We defined the generalised difference equation $x_{n+1}={\displaystyle \frac{A{x}_{n-\left[2\left(k+j\right)+1\right]}}{B+C{x}_{n-(k+j)}{x}_{n-\left[2\left(k+j\right)+1\right]}}}$. By the change in the variables $x_n=\sqrt{{\displaystyle \frac{B}{C}}}{y}_n$, we obtained $y_{n+1}={\displaystyle \frac{\gamma y_{n-\left[2\left(k+j\right)+1\right]}}{1+y_{n-(k+j)}{y}_{n-\left[2\left(k+j\right)+1\right]}}}$ with $\gamma ={\displaystyle \frac{A}{B}}$. We showed that the equilibrium point ${\overline{y}}_1=0$ was globally asymptotically stable when $\gamma <1$, and when $\gamma >1$, the equilibrium points ${\overline{y}}_1=0$ and ${\overline{y}}_2=\sqrt{\gamma -1}$ were unstable.
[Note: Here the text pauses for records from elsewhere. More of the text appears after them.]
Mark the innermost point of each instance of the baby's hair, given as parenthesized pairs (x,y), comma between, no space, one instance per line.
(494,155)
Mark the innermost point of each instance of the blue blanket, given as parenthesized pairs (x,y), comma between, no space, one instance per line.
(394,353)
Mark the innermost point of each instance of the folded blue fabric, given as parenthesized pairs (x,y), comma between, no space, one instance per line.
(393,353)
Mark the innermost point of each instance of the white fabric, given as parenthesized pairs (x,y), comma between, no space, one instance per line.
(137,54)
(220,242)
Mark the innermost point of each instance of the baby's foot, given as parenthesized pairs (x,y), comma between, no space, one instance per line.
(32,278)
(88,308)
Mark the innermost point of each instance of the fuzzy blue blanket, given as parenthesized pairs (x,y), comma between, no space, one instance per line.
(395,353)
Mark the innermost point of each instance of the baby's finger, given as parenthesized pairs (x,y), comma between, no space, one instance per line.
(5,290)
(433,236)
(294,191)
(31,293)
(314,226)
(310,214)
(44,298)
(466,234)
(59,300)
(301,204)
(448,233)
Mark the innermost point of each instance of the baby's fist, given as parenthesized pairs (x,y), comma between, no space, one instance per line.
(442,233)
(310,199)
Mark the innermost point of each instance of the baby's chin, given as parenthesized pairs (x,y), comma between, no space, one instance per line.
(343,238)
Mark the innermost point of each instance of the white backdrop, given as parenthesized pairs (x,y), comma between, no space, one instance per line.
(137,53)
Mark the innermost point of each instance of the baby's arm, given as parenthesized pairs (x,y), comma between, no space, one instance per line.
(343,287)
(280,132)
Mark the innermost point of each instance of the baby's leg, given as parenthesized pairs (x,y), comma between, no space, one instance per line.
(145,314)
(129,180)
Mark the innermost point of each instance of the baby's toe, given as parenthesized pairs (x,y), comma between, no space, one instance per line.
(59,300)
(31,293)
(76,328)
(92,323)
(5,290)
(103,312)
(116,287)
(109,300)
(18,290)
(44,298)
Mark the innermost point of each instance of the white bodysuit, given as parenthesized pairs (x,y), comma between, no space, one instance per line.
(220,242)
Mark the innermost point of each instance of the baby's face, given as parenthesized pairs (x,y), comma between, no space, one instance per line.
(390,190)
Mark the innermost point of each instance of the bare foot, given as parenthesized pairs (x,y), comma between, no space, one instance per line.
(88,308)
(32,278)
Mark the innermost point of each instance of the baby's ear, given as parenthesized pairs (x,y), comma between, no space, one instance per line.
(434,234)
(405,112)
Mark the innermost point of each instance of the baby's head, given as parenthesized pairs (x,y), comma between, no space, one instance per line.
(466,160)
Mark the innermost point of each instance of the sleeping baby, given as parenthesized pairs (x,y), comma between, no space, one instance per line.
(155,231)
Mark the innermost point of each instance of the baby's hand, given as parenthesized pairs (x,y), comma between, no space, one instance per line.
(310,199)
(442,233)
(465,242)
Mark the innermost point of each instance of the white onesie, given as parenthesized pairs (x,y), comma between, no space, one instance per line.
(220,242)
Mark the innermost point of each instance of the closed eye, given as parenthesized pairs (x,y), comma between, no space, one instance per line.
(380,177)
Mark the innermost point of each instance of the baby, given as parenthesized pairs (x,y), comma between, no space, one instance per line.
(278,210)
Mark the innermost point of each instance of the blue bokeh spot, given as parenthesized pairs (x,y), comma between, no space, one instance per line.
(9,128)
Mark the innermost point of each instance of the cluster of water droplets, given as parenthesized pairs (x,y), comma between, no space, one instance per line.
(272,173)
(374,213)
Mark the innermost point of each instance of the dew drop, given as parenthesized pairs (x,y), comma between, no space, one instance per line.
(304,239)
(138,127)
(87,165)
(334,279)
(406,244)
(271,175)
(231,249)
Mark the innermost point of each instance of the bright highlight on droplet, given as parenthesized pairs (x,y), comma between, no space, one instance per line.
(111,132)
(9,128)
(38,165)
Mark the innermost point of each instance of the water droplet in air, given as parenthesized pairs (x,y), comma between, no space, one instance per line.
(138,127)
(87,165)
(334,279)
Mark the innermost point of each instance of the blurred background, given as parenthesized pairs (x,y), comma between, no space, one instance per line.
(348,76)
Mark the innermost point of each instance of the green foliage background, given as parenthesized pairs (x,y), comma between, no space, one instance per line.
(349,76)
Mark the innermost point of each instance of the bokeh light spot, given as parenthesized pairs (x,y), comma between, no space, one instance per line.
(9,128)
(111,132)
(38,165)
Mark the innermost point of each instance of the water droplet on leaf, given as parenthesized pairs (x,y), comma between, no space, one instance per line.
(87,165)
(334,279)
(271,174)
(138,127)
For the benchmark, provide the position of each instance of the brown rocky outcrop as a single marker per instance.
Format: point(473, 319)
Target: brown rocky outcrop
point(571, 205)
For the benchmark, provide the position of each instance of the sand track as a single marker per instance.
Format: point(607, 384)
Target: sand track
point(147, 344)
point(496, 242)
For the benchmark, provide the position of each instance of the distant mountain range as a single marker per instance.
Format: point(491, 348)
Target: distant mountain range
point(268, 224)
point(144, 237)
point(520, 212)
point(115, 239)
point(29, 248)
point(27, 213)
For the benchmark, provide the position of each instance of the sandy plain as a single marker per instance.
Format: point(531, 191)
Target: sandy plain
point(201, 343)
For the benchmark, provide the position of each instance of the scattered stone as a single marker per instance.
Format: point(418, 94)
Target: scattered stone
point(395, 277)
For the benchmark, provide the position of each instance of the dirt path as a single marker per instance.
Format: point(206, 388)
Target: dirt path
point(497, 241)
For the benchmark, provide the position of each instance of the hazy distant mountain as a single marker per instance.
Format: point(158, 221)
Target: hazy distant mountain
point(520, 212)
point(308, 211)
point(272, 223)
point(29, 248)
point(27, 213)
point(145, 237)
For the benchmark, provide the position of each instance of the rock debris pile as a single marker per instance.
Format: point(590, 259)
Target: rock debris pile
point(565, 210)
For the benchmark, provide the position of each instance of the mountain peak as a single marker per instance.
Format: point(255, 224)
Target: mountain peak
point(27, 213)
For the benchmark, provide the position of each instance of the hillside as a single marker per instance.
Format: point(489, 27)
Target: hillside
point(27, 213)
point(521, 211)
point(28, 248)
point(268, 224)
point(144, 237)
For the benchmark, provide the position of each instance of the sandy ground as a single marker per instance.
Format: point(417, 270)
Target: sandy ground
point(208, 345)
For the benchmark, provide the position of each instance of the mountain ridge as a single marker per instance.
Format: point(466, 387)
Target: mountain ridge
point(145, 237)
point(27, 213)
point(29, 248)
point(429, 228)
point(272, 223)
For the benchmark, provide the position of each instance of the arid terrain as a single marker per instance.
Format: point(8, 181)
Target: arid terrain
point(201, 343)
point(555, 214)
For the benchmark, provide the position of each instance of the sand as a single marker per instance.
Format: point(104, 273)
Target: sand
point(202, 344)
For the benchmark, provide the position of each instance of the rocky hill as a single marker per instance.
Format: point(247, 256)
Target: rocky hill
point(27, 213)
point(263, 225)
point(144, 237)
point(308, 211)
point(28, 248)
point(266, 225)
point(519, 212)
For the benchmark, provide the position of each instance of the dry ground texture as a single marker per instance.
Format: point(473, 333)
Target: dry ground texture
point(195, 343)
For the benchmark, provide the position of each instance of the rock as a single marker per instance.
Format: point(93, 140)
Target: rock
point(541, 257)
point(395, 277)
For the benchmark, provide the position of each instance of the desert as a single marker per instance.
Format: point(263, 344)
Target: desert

If $\gamma =1$, every solution was bounded. Additionally, we investigated the special case of Equation (1) as $x_{n+1}={\displaystyle \frac{A{x}_{n-\left[2\left(k+j\right)+1\right]}}{-A\mp x_{n-(k+j)}{x}_{n-\left[2\left(k+j\right)+1\right]}}}.$ We gave the explicit solutions of this equation. One may define more general forms of other difference equations and investigate their behaviour.